Die 7000 Quadratmeter große Fläche auf der Ecke Kohlhökerstraße/Salvador-Allende-Straße war vor drei Jahren von der Deutschen Bundesbank an Evoreal verkauft worden. Einige Monate später stellte der Entwickler seine Pläne vor, die neben dem Hochhaus weitere Gebäude umfassen, die deutlich niedriger sein werden. Damals regte sich unter den Anwohnern noch kein Widerstand. Es verging ein gutes halbes Jahr, bis die Bürgerinitiative ihre Arbeit aufnahm. Seitdem tobt ein erbitterter Streit, der viel Aufmerksamkeit bekommt.

„Wir wussten, wohin der Hase läuft, und sind nicht überrascht“, kommentiert Initiativensprecher Ingo Kramer die Entscheidung der Koalition. Statt 160 Wohnungen würden jetzt 180 gebaut. Und aus dem einen Hochhaus würden drei, weil bei den anderen Gebäuden etwas oben drauf komme.
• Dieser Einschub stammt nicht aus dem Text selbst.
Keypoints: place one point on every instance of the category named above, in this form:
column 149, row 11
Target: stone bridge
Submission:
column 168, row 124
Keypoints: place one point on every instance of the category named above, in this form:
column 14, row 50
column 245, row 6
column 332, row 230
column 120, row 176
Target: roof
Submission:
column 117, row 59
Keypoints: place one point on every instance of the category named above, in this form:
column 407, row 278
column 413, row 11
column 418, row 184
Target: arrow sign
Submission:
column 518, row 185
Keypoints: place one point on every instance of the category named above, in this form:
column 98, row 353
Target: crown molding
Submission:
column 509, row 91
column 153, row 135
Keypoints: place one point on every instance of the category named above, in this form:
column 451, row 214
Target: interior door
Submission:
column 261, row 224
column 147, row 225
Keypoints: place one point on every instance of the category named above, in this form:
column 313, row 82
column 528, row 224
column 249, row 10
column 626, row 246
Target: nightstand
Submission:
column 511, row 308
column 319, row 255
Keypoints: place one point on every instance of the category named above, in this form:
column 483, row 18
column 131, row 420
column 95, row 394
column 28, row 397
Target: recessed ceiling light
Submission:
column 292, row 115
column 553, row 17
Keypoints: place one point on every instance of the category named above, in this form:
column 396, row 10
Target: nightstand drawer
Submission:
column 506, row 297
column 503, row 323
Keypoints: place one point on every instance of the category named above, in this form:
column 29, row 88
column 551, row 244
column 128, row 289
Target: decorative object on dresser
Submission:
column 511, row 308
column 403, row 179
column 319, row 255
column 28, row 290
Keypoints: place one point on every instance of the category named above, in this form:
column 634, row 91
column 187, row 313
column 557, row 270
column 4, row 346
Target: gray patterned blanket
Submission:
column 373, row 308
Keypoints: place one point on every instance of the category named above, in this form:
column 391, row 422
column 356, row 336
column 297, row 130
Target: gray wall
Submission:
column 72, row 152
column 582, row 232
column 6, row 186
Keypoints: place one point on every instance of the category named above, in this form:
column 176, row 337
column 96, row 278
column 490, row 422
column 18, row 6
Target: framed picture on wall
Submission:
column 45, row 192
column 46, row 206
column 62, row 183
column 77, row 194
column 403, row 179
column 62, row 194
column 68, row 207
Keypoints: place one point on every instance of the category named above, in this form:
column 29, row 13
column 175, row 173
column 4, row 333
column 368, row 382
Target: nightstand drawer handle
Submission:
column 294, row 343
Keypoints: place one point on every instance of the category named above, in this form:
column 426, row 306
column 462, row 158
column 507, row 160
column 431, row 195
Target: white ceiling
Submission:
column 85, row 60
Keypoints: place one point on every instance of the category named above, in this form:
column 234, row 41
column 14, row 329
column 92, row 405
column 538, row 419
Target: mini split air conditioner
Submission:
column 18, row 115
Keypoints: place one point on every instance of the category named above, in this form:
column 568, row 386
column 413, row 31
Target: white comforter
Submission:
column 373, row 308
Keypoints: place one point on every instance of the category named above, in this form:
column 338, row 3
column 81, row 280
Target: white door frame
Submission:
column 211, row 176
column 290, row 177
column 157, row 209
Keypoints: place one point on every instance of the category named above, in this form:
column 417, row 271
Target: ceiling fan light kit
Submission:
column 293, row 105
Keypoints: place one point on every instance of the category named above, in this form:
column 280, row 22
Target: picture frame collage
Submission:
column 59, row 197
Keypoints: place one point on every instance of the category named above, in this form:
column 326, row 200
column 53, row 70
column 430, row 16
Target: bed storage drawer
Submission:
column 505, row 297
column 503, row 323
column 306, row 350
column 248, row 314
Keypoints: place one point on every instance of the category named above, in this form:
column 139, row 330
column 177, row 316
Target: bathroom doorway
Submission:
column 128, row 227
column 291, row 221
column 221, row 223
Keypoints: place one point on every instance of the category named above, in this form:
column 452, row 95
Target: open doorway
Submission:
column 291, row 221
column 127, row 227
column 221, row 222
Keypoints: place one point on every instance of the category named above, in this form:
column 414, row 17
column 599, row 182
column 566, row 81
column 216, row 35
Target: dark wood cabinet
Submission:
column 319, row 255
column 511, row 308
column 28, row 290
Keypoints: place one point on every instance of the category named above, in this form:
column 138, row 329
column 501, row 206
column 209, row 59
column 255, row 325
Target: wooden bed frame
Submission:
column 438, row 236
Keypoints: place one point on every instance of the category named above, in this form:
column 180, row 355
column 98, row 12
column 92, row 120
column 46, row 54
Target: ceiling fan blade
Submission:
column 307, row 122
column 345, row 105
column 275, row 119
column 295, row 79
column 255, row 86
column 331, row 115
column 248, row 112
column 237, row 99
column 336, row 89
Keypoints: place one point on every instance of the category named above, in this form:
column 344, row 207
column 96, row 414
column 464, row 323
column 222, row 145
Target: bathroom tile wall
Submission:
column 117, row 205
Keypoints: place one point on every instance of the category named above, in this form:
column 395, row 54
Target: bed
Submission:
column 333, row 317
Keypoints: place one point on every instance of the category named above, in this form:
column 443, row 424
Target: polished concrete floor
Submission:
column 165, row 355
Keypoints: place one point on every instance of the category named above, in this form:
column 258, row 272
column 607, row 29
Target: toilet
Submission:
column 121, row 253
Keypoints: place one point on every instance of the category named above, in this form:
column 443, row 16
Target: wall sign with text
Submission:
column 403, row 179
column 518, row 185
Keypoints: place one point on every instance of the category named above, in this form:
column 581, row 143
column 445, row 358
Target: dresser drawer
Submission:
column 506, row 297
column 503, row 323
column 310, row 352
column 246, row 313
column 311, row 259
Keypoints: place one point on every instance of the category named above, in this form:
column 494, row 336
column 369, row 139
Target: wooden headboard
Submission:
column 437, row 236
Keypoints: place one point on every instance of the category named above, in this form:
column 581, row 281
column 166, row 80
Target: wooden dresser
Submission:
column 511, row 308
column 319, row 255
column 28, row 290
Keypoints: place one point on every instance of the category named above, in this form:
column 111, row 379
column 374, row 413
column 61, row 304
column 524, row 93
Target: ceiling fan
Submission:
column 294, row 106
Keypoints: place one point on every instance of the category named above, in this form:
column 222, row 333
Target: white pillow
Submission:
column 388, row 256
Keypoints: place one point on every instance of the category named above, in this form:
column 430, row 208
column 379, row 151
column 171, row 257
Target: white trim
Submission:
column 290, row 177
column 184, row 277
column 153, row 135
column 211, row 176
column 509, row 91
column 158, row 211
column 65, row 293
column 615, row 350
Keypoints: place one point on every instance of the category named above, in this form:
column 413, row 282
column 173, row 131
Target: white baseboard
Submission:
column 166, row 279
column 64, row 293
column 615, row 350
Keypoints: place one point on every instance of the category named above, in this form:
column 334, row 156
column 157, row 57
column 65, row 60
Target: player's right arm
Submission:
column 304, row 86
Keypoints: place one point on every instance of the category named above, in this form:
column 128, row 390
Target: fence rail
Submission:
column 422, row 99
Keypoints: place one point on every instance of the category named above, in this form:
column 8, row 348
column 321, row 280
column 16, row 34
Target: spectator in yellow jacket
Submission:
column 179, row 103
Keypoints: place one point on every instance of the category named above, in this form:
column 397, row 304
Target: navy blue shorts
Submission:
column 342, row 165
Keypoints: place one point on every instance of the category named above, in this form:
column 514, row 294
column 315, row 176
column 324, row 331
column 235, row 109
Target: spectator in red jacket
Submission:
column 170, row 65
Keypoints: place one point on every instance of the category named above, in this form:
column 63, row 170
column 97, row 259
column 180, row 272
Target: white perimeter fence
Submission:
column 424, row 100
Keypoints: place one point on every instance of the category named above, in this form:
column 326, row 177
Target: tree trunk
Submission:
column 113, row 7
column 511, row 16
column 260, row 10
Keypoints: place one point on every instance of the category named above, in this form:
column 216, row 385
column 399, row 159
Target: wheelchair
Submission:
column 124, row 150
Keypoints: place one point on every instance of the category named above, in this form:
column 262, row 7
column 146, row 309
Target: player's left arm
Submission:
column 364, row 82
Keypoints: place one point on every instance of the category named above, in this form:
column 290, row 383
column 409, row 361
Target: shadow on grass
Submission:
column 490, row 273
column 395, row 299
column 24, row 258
Für Kramer steht fest: „Wir werden das nicht akzeptieren.“ Er stelle bei der Planung jede Menge Verstöße fest, gegen die Einspruch erhoben oder geklagt werden könne.

Dass SPD, Grüne und Linke in dieser Phase zum Hochhausplan ein Ergebnis präsentieren, empfindet der ehemalige Verwaltungsrichter als stillos: „Der Beirat hält eine Sondersitzung ab, lädt uns Anwohner ein, und dann ist trotzdem schon alles entschieden.“ Die Versammlung findet an diesem Dienstag um 18 Uhr im Gemeindesaal der Freien Christengemeinschaft in der Heinrichstraße statt. Evoreal wollte diesen Termin abwarten und am Montag zur neuen Entwicklung seines Projekts noch nicht Stellung nehmen.